Corporate Governance

Ensure Effective CEO and People Management

The Nomination and Remuneration Committee has set the criteria and policy to nominate and appoint the Company’s directors and top management and propose the list for an approval of the Board of Directors and/or an Annual General Meeting of shareholders. A person to be appointed as the company’s director shall possess qualifications as specified by the Public Limited Company Act B.E. 2535, the Securities Exchange Act, notifications of the Stock Exchange Commission (SEC), notifications of the Capital Market Advisory Board and/or other regulations regarding other qualifications, such as work experience, knowledge, and etc. According to the Company’s regulation, the Company’s Board of Directors consists of at least five members and at least half of the total members shall reside in the kingdom of Thailand.
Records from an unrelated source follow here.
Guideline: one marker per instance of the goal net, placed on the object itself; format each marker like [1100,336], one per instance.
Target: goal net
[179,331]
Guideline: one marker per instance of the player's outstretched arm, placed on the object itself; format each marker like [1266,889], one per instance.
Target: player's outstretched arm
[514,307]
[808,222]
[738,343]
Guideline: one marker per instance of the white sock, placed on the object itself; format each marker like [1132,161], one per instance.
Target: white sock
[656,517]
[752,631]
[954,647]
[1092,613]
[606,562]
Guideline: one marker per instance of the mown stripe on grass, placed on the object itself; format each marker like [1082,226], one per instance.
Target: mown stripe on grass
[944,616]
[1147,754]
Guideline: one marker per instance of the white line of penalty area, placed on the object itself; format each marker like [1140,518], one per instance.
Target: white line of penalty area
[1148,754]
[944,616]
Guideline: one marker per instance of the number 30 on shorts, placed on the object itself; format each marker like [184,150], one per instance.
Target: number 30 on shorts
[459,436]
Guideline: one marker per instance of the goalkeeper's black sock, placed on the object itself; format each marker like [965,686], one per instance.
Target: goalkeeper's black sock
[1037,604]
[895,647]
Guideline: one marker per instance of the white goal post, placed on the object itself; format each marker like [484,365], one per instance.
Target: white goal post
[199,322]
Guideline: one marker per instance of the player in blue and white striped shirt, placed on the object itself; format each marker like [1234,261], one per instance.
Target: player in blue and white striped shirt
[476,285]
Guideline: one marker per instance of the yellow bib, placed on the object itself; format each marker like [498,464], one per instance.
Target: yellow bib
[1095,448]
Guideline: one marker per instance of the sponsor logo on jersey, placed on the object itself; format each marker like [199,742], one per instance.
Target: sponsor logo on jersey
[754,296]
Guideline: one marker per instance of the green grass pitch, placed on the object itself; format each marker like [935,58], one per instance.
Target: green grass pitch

In addition, the Company’s directors shall be elected by majority voting in the Annual General Meeting of shareholders as the following details:
    1.Each shareholder shall have one vote per share held by them.
    2.Each shareholder shall cast all of his/her votes in (1) for one or more candidates but shall not divide his/her
       voting rights amongst the candidates.
    3.The candidates elected to fill up the vacant positions in the Board of Directors shall be selected in order of the
       number of the votes received. In a case there is a tie amongst candidates, the chairman of the meeting shall
       cast the deciding vote.

The Board of Directors oversees the management and personnel development. The board ensures that human resource management is carried out in accordance with the Company’s vision, goals and strategies. They ensure that trainings are provided for employees to educate them, enhance their knowledge, ability and skills, and motivate them as appropriate. Finally, the Board of Directors also arranges the establishment of employee’s provident fund for their pensions.